Une hécatombe ouvrière

Au moins 130 000 morts par an du fait de la négligence patronale.

Thomas Coutrot  • 10 janvier 2018 abonné·es
Une hécatombe ouvrière
© photo : FRANK PERRY / AFP

Environ 1,3 million d’Européens meurent chaque année du cancer. L’Institut syndical européen (Etui) vient de publier « The cost of occupational cancer in the EU 28 », un remarquable rapport à retrouver en ligne (www.etui.org.fr), qui évalue en détail la responsabilité du travail dans ces décès. Les cancers d’origine professionnelle, c’est-à-dire engendrés par des facteurs de risque rencontrés par une personne pendant l’exercice de son métier, représentent 8 à 12 % du total, selon les estimations scientifiques officielles, probablement sous-évaluées. Soit au moins 130 000 morts par an du fait de la négligence patronale et des lacunes de la prévention.

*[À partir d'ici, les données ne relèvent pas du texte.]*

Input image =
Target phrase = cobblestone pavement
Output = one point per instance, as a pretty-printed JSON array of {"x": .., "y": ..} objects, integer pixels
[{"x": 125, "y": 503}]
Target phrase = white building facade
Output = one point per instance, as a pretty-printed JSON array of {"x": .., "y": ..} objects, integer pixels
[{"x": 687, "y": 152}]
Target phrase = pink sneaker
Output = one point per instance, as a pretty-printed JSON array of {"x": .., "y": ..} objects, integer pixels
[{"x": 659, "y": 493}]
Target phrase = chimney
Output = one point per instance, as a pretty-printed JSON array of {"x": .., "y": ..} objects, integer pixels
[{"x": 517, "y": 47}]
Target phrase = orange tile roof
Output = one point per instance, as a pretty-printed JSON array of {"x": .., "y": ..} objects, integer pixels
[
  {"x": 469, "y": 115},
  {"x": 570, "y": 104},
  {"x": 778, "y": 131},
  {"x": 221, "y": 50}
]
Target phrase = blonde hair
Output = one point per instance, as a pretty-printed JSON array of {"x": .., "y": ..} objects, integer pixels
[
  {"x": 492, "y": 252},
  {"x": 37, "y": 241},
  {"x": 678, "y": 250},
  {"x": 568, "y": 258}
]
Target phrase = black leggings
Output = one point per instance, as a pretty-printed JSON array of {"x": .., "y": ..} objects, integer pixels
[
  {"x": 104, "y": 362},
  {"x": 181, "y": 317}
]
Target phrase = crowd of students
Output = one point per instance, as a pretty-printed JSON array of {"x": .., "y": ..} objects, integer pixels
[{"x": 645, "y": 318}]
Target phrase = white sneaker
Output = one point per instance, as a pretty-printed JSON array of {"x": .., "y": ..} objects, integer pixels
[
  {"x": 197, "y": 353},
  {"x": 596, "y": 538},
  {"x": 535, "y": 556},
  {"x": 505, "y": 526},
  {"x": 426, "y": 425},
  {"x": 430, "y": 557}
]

Ce seul chiffre devrait susciter un scandale continental. D’autant que ces 130 000 décès pourraient être évités. En effet, ils sont en lien avec des produits parfaitement identifiés : les gaz d’échappement diesel, le travail de nuit, les poussières de bois, les fumées de soudage, les huiles minérales, la silice, l’amiante… Autant de nuisances dont on sait exactement comment procéder pour en préserver les travailleurs, avec des protections individuelles (masques, gants…) et collectives (ventilation, captation à la source, etc.), ainsi que des politiques de substitution : par exemple, remplacer un produit dangereux par une matière inoffensive.

Le scandale tient donc au fait que ces décès sont pour la plupart évitables. Ainsi, le travail de nuit est un facteur prouvé de déclenchement du cancer du sein : admettons qu’on ne puisse l’éliminer dans la police ou les hôpitaux, mais pourquoi est-ce dans l’industrie qu’il s’est le plus développé au cours des dernières décennies, en particulier pour les femmes ? Pour répondre à la logique du profit, évidemment. Surtout, pour la plupart des produits, il existe des outils de prévention efficaces : seuls l’ignorance des employeurs ou leur refus de financer les équipements nécessaires peuvent expliquer ce massacre permanent.

Le scandale est renforcé par de colossales inégalités. En France, les ouvriers représentent 23 % des salariés, mais 70 % de ceux exposés à des agents cancérogènes. Autrement dit, il y a fort à parier que plus des deux tiers des 130 000 victimes annuelles font partie de la catégorie ouvrière. C’est objectivement scandaleux, mais cela suscite moins d’indignation médiatique que s’il s’agissait de cadres, de professeurs d’université ou de journalistes…

Une réserve, toutefois : pourquoi, dans ce rapport, mettre en avant des « coûts » exorbitants mais qui n’ont guère de sens ? En effet, selon l’Etui, « la facture se monte entre 270 et 610 milliards d’euros chaque année, ce qui représente de 1,8 % à 4,1 % du produit intérieur brut de l’Union européenne ». Mais, pour l’essentiel (à 90 %), ces chiffres résultent du nombre de morts multiplié par une prétendue valeur monétaire de la vie humaine, fixée par des calculs économiques douteux à 4 millions d’euros !

Pourquoi communiquer autant sur une « facture de 610 milliards » que sur une hécatombe de 130 000 morts ? Comme le soulignait Jean Gadrey en 2015 sur son blog (Alternatives économiques.fr), quel est l’intérêt de valider cette très contestable monétarisation de la vie humaine ? Peut-être parce que les salarié.e.s et citoyen.ne.­s se mobiliseraient plus facilement en défense de la vie que pour économiser des milliards.

Chaque semaine, nous donnons la parole à des économistes hétérodoxes dont nous partageons les constats… et les combats. Parce que, croyez-le ou non, d’autres politiques économiques sont possibles.